Las horas se van sin que me dé cuenta, sin que se disipe ese estado de deslumbramiento en el que dejo de ser quien soy y puedo convertirme en un chico con la vida entera por delante que descubre de golpe su vocación de botánico o de biólogo o geólogo o físico. Hoy, esta última vez, el entusiasmo que he descubierto es el estudio de la bioluminiscencia. Quién no desearía ser uno de esos biólogos que descubren los patrones matemáticos en los parpadeos de las luciérnagas, o el mecanismo mediante el cual los ojos de los peces de las profundidades submarinas pueden detectar en la total oscuridad las muestras más tenues de luz. De todo eso trata la exposición que he venido a ver, Creatures of Light. Después de una puerta de cristal uno se interna en esa penumbra en la que viven las criaturas luminosas; casi tanteando, al principio, recién llegado de la claridad excesiva de la mañana de abril, ajustando la pupila. Por las alturas se enciende y se apaga una de esas maquetas que dan al museo ese aire de película fantástica de bajo presupuesto de los años cincuenta, una luciérnaga aumentada doscientas cincuenta veces, grande como un pato, con sus dos pares de alas, las unas protectoras, las otras membranosas y útiles para el vuelo, el vientre iluminándose gracias a esa reacción química que produce una claridad fría.
Maravillarse y aprender. Estimular la fabulosa capacidad humana para el conocimiento. ¿Quién necesita las fantasías tóxicas de las supersticiones religiosas, la brujería, los caprichos extravagantes del arte? Las luciérnagas macho vuelan trazando giros específicos que dejan como una firma genética en la oscuridad; en la hierba, las hembras emiten sus parpadeos, que varían según cada especie, para atraer a los machos que les parecen más prometedores. Ese centelleo que yo he observado con tanta distracción en las noches de verano es un alucinante sistema de signos a través del cual criaturas que no van a vivir más de dos semanas se aseguran la reproducción. En Indonesia, millares de machos se posan en las ramas de los árboles y sincronizan sus señales en un solo resplandor. Algunas veces, una hembra finge la intermitencia luminosa de una especie que no es la suya. Los investigadores la llaman femme fatale: el macho de la especie aludida vuela hacia ella y es inmediatamente devorado.

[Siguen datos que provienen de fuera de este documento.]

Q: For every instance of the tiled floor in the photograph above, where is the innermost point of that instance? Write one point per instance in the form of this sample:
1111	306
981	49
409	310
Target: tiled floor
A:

Criaturas marinas microscópicas captan la luz solar y la emiten de noche, y no se sabe si son animales o son plantas, porque se nutren a través de la fotosíntesis pero también absorbiendo a otros organismos. Corales submarinos resplandecen como grandes retablos barrocos. Escribo sobre estas cosas y tengo la sensación de haberlas soñado.